Como agravante (ou álibi?) também são citados: 1) o crescimento acelerado da demanda/consumo, resultante da proliferação de ar-condicionados e dos eletrônicos da vida moderna; 2) a nojeira do emaranhado de fios de telefonia e fibra ótica nos postes (inclusive sem uso e abandonados), que dificultaria intervenções das turmas de manutenção, principalmente nas redes de baixa tensão (bola dividida entre diversos órgãos de fiscalização e de controle); 3) as árvores que, nesse caso, passam a vilãs (bola dividida entre concessionária e Prefeitura); e 4) as onipresentes “mudanças climáticas”, explicação sempre no bolso do colete para problemas diversos.
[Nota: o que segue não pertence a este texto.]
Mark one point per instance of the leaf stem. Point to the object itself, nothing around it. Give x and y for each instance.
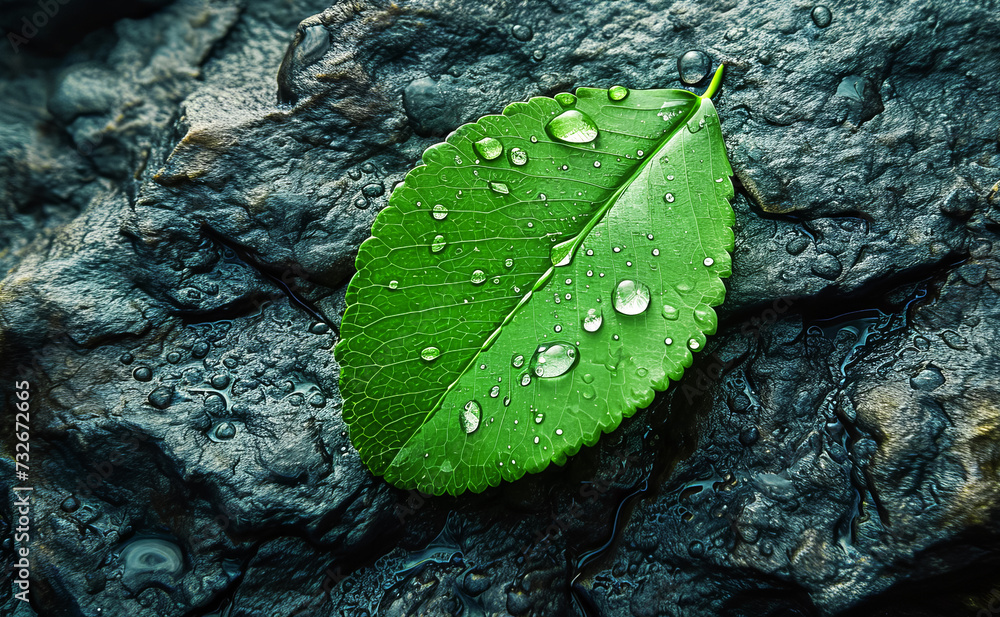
(716, 82)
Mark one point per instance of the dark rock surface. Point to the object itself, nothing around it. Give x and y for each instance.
(183, 188)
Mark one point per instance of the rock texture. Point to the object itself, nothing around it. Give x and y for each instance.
(184, 185)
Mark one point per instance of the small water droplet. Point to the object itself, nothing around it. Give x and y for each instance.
(592, 322)
(631, 297)
(438, 244)
(517, 156)
(565, 99)
(693, 66)
(488, 148)
(470, 417)
(822, 16)
(554, 359)
(617, 93)
(572, 126)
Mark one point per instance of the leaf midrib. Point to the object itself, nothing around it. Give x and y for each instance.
(547, 275)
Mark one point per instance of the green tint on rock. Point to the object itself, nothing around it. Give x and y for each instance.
(573, 308)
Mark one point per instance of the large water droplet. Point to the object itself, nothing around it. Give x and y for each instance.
(438, 244)
(617, 93)
(222, 431)
(517, 156)
(592, 322)
(565, 99)
(469, 419)
(631, 297)
(522, 33)
(693, 66)
(572, 126)
(488, 148)
(553, 360)
(822, 16)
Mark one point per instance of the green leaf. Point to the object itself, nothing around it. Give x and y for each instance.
(533, 282)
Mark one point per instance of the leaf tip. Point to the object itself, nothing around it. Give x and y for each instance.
(716, 82)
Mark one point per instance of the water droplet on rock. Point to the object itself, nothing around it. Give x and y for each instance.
(822, 16)
(522, 33)
(223, 431)
(631, 297)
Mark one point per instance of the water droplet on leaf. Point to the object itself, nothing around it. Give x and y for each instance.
(617, 93)
(438, 244)
(489, 148)
(517, 156)
(470, 417)
(554, 359)
(592, 322)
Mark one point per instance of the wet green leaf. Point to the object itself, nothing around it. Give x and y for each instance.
(533, 282)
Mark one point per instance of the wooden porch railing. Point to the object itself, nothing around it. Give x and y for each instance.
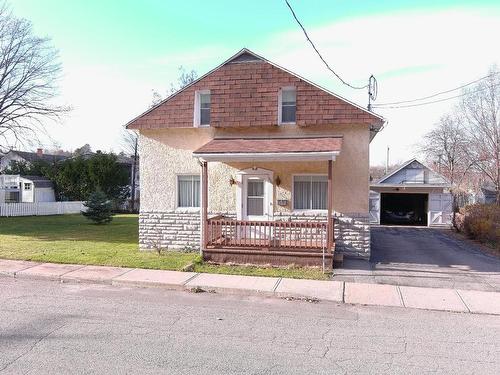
(266, 235)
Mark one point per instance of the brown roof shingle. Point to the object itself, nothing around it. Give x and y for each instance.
(270, 145)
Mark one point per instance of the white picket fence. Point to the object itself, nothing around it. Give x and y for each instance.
(40, 208)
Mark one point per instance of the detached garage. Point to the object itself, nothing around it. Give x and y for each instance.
(411, 195)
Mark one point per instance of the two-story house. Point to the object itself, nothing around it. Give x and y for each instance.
(255, 164)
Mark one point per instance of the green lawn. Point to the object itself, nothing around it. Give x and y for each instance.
(72, 239)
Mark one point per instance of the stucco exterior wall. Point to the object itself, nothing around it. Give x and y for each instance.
(167, 153)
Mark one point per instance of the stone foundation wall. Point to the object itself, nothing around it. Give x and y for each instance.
(181, 230)
(169, 230)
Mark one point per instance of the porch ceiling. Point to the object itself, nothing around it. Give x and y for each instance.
(265, 149)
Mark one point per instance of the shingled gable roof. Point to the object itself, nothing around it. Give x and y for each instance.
(403, 166)
(245, 55)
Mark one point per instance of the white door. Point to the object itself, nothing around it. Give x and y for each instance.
(374, 207)
(440, 208)
(257, 198)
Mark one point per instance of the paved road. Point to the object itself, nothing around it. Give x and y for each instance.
(46, 327)
(424, 257)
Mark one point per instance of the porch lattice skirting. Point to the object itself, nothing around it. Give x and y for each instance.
(181, 230)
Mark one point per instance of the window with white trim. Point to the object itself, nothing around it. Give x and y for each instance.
(202, 108)
(288, 105)
(310, 192)
(188, 191)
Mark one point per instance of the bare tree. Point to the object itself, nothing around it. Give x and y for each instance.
(445, 147)
(480, 113)
(29, 72)
(184, 79)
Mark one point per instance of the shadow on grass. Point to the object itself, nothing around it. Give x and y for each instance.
(123, 229)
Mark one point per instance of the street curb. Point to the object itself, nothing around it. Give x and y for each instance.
(185, 286)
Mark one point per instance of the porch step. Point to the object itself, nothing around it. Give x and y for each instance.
(262, 257)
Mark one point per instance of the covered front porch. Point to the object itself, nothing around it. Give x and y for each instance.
(256, 235)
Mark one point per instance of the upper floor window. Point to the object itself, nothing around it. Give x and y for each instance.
(202, 108)
(287, 105)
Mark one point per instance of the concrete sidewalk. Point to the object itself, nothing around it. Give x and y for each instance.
(467, 301)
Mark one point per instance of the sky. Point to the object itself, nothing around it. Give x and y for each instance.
(114, 53)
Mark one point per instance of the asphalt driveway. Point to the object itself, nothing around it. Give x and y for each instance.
(423, 257)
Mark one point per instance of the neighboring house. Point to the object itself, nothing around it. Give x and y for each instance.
(29, 157)
(132, 168)
(487, 195)
(413, 194)
(17, 189)
(277, 155)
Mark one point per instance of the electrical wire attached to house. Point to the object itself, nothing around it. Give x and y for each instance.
(319, 54)
(406, 105)
(386, 106)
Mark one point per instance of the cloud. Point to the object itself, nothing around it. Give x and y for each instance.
(412, 54)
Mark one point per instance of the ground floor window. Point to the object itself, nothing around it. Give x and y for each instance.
(188, 191)
(310, 192)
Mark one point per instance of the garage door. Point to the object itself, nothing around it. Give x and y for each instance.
(440, 209)
(403, 209)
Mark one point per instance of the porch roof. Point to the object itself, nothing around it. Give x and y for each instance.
(277, 149)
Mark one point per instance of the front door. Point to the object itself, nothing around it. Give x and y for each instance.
(257, 199)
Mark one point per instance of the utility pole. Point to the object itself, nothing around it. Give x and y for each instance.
(387, 161)
(134, 168)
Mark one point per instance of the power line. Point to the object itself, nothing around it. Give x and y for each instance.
(437, 94)
(434, 101)
(319, 54)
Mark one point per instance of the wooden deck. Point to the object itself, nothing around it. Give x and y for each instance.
(267, 242)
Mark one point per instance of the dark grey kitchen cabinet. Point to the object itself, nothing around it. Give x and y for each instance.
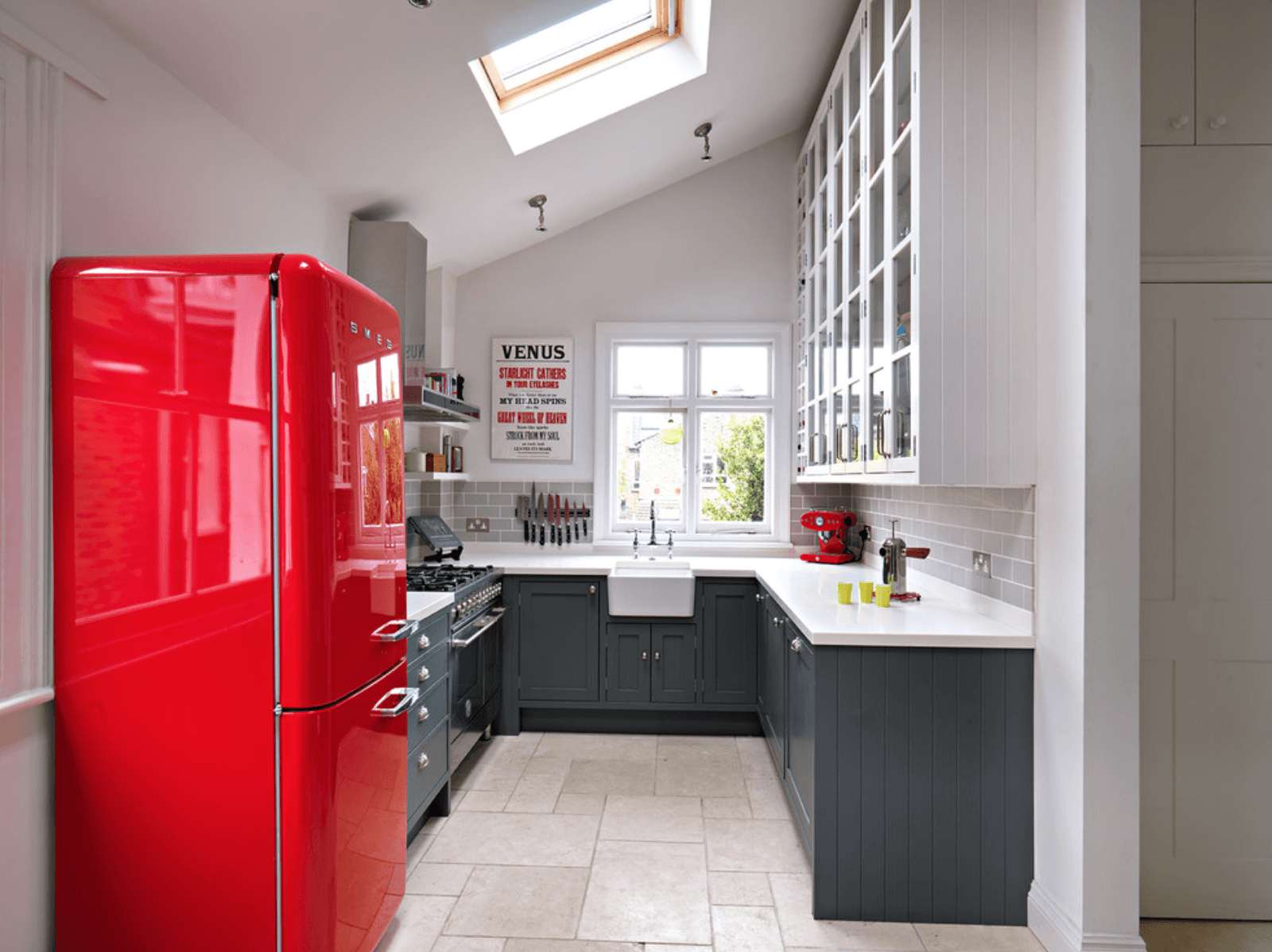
(559, 640)
(674, 670)
(627, 663)
(729, 644)
(773, 679)
(801, 725)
Da parte das concessionárias e das autoridades, chama atenção as pouco elucidativas explicações, o bate-cabeça (como entre Enel e Sabesp – saneamento), e a imprevisibilidade de soluções e cronogramas: há algumas de “cabo de esquadra”, como se dizia antigamente. Por muito menos, quando o álibi da falta de geração tornou-se insustentável com a chegada das grandes hidrelétricas, a partir de Furnas (1958) e Eletrobras (1962), técnicos e dirigentes da Light eram demitidos. E olha que a canadense Light também visava lucro, da mesma forma que a italiana Enel (lucro global de € 3,44 bilhões em 2023; R$ 1,3 bilhão só em São Paulo): e como!
Essas manifestações, porém, têm seu lado positivo: são reveladoras e subsídios importantes para estratégias de solução desse imbróglio.
Mostram, desde logo que o tema é multifacetado e complexo: cada um daqueles aspectos/variáveis certamente tem o seu quinhão de responsabilidade; em maior ou menor grau. Mas revelam, também, uma lacuna nesse caleidoscópio analítico; sobre o que pouco se tem falado: falta de engenharia; particularmente de engenharia de manutenção. Faltaria engenharia na concessionária (deve faltar engenheiros também); na fiscalização e regulação, nos órgãos públicos e nos governos.
O silêncio das entidades e conselhos de engenharia é, pois, inexplicável!
Técnicas e cultura de manutenção sempre foram desafios no Brasil; tradicionalmente valorizando mais as obras e inaugurações. Mas não pode deixar de ser lembrado que ao final do Século XX, p.ex, nas análises de confiabilidade para identificação de tendências já eram adotadas “médias móveis” (popularizadas durante a recente pandemia de Covid). No lugar da “predativa” (ironia da época), a manutenção preventiva já era amplamente utilizada; da mesma forma como análises de “custo do ciclo de vida” (ao invés do mero custo de aquisição/investimento inicial). Garantia de qualidade ampliara a tradicional abordagem de controle de qualidade. Será que, depois de tantos avanços, estamos assistindo a regressões neste Século XXI?
As dimensões econômico-financeira, jurídica e ambiental; os instrumentos de fiscalização e controle, etc., que progressivamente ganharam protagonismo nos processos decisórios dos últimos tempos, são, sim, muito importantes. Mas engenharia precisa voltar ao primeiro plano: os apagões paulistanos, mais frequentes, prolongados e abrangentes, inescapavelmente o indicam…
… e, talvez, indique também que, irônica e metaforicamente, a luz não brilhe nas ideias, estratégias, regulação e governança do sistema de fornecimento de energia elétrica de São Paulo!?